Histone lysine methylation can be removed by JmjC domain-containing proteins in a sequence- and methylation-state-specific manner. However, how substrate specificity is determined and how the enzymes are regulated were largely unknown. We recently found that ceKDM7A, a PHD- and JmjC domain-containing protein, is a histone demethylase specific for H3K9me2 and H3K27me2, and the PHD finger binding to H3K4me3 guides the demethylation activity in vivo. To provide structural insight into the molecular mechanisms for the enzymatic activity and the function of the PHD finger, we solved six crystal structures of the enzyme in apo form and in complex with single or two peptides containing various combinations of H3K4me3, H3K9me2, and H3K27me2 modifications. The structures indicate that H3K9me2 and H3K27me2 interact with ceKDM7A in a similar fashion, and that the peptide-binding specificity is determined by a network of specific interactions. The geometrical measurement of the structures also revealed that H3K4me3 associated with the PHD finger and H3K9me2 bound to the JmjC domain are from two separate molecules, suggesting a trans-histone peptide-binding mechanism. Thus, our systemic structural studies reveal not only the substrate recognition by the catalytic domain but also more importantly, the molecular mechanism of dual specificity of ceDKM7A for both H3K9me2 and H3K27me2.

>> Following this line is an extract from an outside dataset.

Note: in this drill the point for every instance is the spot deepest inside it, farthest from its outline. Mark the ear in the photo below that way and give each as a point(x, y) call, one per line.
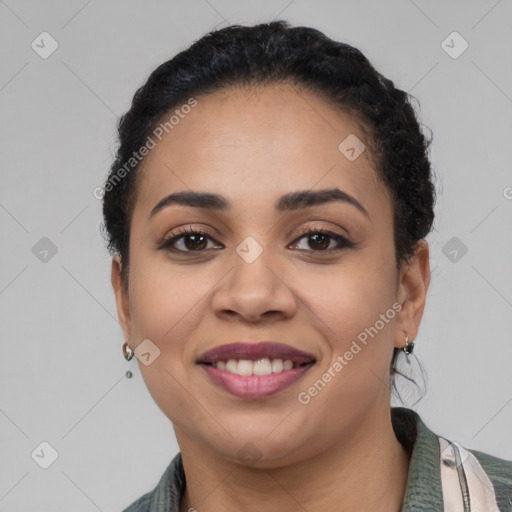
point(121, 295)
point(414, 280)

Coordinated regulation of active and repressive histone methylations by a dual-specificity histone demethylase ceKDM7A from Caenorhabditis elegans

H3K9me2 and H3K27me2 are important epigenetic marks associated with transcription repression, while H3K4me3 is associated with transcription activation. It has been shown that active and repressive histone methylations distribute in a mutually exclusive manner, but the underlying mechanism was poorly understood. Here we identified ceKDM7A, a PHD (plant homeodomain)- and JmjC domain-containing protein, as a histone demethylase specific for H3K9me2 and H3K27me2. We further demonstrated that the PHD domain of ceKDM7A bound H3K4me3 and H3K4me3 co-localized with ceKDM7A at the genome-wide level. Disruption of the PHD domain binding to H3K4me3 reduced the demethylase activity in vivo, and loss of ceKDM7A reduced the expression of its associated target genes. These results indicate that ceKDM7A is recruited to the promoter to demethylate H3K9me2 and H3K27me2 and activate gene expression through the binding of the PHD domain to H3K4me3. Thus, our study identifies a dual-specificity histone demethylase and provides novel insights into the regulation of histone methylation.